The man smiles. He bows before he tells her, folding his hands, moving like an apostle.

“The tea we have just had is called
The Elegant Gathering of White Snows.

When Janice finishes her story and looks around again, she sees that Chris, Gail, Alice, J.J., Susan and Sandy are weeping. Their blankets have fallen to the floor, and they are sitting with empty glasses on the edges of their seats.

“Oh my good God in heaven,” Gail manages to say. “That is the most beautiful story I have ever heard. Janice, my God, how could you keep that to yourself all these years?”

“I'm pissed,” says Susan without rancor. “I've known you longer than anyone, Janice, I had no idea.”

“Well, the killing myself part is really no big deal because for years I thought about it all the time, although I can tell you that I never came quite as close as that day. But that wasn't why I wanted to share this with you.”

By now the moon has risen, just a speck of bold white, beginning-of-the-month moon. Behind the moon, there is a sea of darkness, surrounding everything. Jack and Audrey are in their bedroom, reading with little lights that are hooked above their beds, and there is only the sound of the women's voices.

“That was a wonderful story,” J.J. says. “Did you ever go back to the tea shop?”

“Oh, no I couldn't, I was afraid I had made the whole thing up and I couldn't ever think about that possibility. But I saved the tea. I still have it. It's in my jewelry box. Paul thinks it's dope.”

Sandy slips her arm around Janice's shoulder, rests her head on Janice's neck. This touch makes Janice think of the tea and what she really, really wants to tell the women.

“I've waited all these years, since that day, to feel as I did in the tea store. Now, here, this evening and yesterday and all the days since we left Susan's house, I have been feeling it. This, and every moment that we are together and loving each other and sharing and just being here, this is that same feeling.”

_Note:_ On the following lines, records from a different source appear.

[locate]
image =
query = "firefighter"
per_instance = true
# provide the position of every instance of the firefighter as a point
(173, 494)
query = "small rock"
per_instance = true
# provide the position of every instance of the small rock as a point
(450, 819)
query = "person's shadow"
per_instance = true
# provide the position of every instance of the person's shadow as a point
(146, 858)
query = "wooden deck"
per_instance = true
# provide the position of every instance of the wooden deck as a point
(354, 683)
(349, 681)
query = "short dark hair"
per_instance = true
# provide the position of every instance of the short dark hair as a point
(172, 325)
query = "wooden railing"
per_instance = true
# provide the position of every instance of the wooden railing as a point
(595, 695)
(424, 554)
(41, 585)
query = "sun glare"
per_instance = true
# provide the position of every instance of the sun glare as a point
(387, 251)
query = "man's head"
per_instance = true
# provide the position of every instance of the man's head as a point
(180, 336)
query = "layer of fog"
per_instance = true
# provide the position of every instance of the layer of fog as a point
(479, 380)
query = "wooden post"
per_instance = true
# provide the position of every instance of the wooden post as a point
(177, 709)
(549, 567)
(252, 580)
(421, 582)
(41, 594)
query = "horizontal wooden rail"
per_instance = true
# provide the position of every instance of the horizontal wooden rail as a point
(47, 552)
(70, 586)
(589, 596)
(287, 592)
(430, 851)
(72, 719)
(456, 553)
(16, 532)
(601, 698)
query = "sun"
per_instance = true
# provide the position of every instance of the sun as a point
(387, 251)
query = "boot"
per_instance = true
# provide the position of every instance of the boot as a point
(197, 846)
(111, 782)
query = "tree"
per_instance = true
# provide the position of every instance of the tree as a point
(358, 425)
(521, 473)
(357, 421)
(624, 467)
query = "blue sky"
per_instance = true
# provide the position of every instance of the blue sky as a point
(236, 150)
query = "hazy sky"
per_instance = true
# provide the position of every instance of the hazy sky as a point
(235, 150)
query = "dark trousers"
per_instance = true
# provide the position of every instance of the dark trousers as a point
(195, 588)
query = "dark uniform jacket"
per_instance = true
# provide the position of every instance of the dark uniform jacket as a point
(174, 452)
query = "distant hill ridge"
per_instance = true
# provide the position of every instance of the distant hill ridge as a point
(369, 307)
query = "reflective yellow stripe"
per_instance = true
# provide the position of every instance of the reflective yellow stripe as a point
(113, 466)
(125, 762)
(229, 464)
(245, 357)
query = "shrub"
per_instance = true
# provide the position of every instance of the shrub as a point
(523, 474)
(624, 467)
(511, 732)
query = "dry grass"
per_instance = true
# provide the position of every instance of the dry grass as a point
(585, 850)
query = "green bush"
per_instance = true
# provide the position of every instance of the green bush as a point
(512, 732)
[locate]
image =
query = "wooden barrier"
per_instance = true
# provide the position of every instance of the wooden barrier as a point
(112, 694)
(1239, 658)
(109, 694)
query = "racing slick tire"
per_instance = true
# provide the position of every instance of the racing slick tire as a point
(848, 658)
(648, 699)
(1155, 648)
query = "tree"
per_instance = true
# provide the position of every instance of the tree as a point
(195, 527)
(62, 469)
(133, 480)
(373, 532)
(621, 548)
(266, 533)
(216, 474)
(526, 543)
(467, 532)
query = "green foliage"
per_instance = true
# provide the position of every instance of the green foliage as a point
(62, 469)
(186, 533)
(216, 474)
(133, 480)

Each woman said it then, the words moving from their throats, across their tongues and lips, into the chilly night air. “The Elegant Gathering of White Snows.” The words were heavenly and sweet and as rich with truth as the deep and ever darkening sky.

 

Associated Press, April 30, 2002
Wilkins County, Wisconsin
Editor's Note—This continuing story has been pegged for front-page status. Local follow-ups will come in 30 minutes. This has become a priority-one story.

 

WALKERS SURGE INTO NATIONAL AND INTERNATIONAL HEADLINES

 

There's a good chance the seven women who are into the fifth day of their pilgrimage through the back roads of this rural part of the state have no idea they have caused a national uproar.
      Friends and relatives of the walkers and the walkers themselves have refused to talk to media representatives. The women continue to walk, occasionally stop for food that is left out for them on the side of the road, and they are apparently spending lots of time talking.